Abstract
Inter-species variations in structure and function of molecules and receptors important in innate immunity have been investigated quite well in the past years. A prominent example is the species-specific activation of the TLR4/MD-2 receptor complex by structurally different lipid A or its precursor lipid IVA, which represents an important intermediate in lipid A biosynthesis. Lipid IVA acts antagonistic in humans but agonistic in mouse. This difference in action is due to structural differences between human and mouse TLR4/MD-2.

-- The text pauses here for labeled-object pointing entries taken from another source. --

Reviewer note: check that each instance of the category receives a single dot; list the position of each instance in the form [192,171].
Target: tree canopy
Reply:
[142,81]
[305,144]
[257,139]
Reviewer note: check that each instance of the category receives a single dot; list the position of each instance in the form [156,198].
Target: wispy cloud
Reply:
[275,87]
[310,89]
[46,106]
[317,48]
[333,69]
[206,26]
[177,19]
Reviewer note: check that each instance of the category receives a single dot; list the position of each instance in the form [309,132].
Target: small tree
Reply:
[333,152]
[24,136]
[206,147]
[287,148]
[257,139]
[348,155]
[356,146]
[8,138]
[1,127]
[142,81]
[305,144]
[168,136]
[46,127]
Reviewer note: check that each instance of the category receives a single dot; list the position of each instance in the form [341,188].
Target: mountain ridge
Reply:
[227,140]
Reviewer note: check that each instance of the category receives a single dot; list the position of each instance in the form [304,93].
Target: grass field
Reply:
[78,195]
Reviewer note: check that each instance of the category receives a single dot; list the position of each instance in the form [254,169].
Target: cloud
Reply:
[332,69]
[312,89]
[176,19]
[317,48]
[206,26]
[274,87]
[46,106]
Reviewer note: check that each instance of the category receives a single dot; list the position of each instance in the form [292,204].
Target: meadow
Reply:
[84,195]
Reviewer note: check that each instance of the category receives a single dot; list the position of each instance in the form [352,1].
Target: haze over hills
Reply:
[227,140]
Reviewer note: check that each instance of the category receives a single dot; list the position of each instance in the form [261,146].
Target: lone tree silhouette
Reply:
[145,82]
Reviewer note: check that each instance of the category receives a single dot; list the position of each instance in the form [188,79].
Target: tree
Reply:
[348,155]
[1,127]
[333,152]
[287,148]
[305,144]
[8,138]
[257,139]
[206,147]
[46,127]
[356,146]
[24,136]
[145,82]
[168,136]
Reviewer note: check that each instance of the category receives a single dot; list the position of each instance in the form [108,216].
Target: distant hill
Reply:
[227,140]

One highly important branch of the innate immune system is the complement system that ensures a strong host defense after having recognized pathogens. Complement comprises a higher number of serum proteins that, after activation, act in a reaction cascade. This system can be activated by three different pathways, leading to the production of several active components. Recently, it could be shown that, in certain infectious and chronic inflammatory disorders, particular complement products are able to interact directly with other innate immune signaling molecules, like TLR.
In this article, authors clearly prove important functional differences between rodent and human complement that are thought to contribute to the different immune responses of rats and humans. They show that human and rat complement differed in the modulation of the inflammatory response to Neisseria gonorrhoeae, and to certain PAMPs. Contrary to human serum, which had no or sometimes an up-regulating effect, rat serum down-regulated MyD88-dependent pro-inflammatory cytokine responses in macrophages. This inhibitory effect of rat serum was due to complement C3a–C3a receptor interactions which reduced NF-κB and NLRP3 inflammasome-mediated caspase-1 activation.